With those few words, the gauntlet was laid. I am an innately competitive person. That’s why I’m no longer allowed to play recreational women’s soccer. My husband is competitive in one of those quiet “I’m-really-here-just-for-the-fun-of-it” ways. He secretly harbours the ambition of the Trojans on the inside. In short, we don’t come to play. We come to go all friggin’ out. Neither one of us cares about the win, per se. It’s more a matter of bringing our ultimate game and enjoying the fight. Suburban decorating challenges are no exception.

So we’ve been planning all week. We’ve measured every window in the house. We’ve scoped out every major big box store selling lights. We’ve even considered – if only briefly – getting something up on the roof to one up that bugger across the street.

We had just about laid our strategy when we took a break last night. We were enjoying a glass of wine with some friends when I noticed that what’s-his-face over there was up to something. The four of us stood in our living room window, wine be damned, watching as he added another layer of icicle lights behind the garland. Let me tell you, it gives quite the effect. Back to the drawing board. We reviewed our light lay-out in detail looking for opportunities to kick things up. I almost yelled “Bam” aloud when I remembered the light up Candy Canes I’d seen earlier in the day. We had time for one more trip to the store before closing. Ha.

So today is the day, kids. We’re calling it The First Annual Crombie Family Decorating Day. We’ve got our long johns and our mitts ready. We’ve got 800 feet of multicolored lights. We’ve found our wreath. We’re investing in a holiday door mat. And the dog dusted off his festive reindeer antlers. It’s go time. We’re all over this thing.

You could say our competitive spirit has overshadowed our holiday spirit. But we know better than that. For us, we’ve had something to focus on and laugh about and work on – together – all week. There are bills to pay.  Many bills. There are family storms to weather. There are issues raging around us that we can’t fix, but care deeply about. Christmas was the last thing on our minds. But then came this reprieve. This focus. This moment. And in all our competitiveness, while we were discussing the merits of colour schemes and a snowflake machine, our holiday spirit came creeping quietly in. And for me, this week, that was more than enough.

Today I got stuck in a pair of pants. Completely, unequivocally, no-two-ways about it stuck.

The zipper – which I’ve been having disagreements with for weeks – refused to go all the way down. Then it refused to go all the way up. Which left me wedged into a pair of brown slacks, side spilling through the gap, on my way to lunch at a fancy pants (present company excluded) restaurant.

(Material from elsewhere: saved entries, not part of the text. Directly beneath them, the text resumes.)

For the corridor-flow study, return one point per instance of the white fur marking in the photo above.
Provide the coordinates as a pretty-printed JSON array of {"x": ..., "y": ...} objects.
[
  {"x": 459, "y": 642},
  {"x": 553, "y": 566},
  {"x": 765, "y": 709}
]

I could say a lot of things about today. I could tell you this kind of thing never happens to me. But it does. I could tell you this is Murphy’s Law. Was it Murphy that said if it can happen, it will? I could tell you that I found a way to solve the problem before sitting down in this restaurant and I could tell you that I didn’t order desert just in case we blew the seams once and for all. But that would be a lie.

So what I will say is this, my friends, is what we call an Olliver moment. Something that would really only ever happen to me, my sister or my mother. Something that will shape me (no pun intended) and my shopping purchases in the months and years ahead. Something I will one day turn into a wise tale for my own daughter, when I’ll be the only mom on the block that can honestly say “Honey, if you ever find yourself in a bathroom stall in a big corporate tower, stuck in a pair of pants, and people call through the wall offering to help – ”

Enough said. Monday down. On to Tuesday now.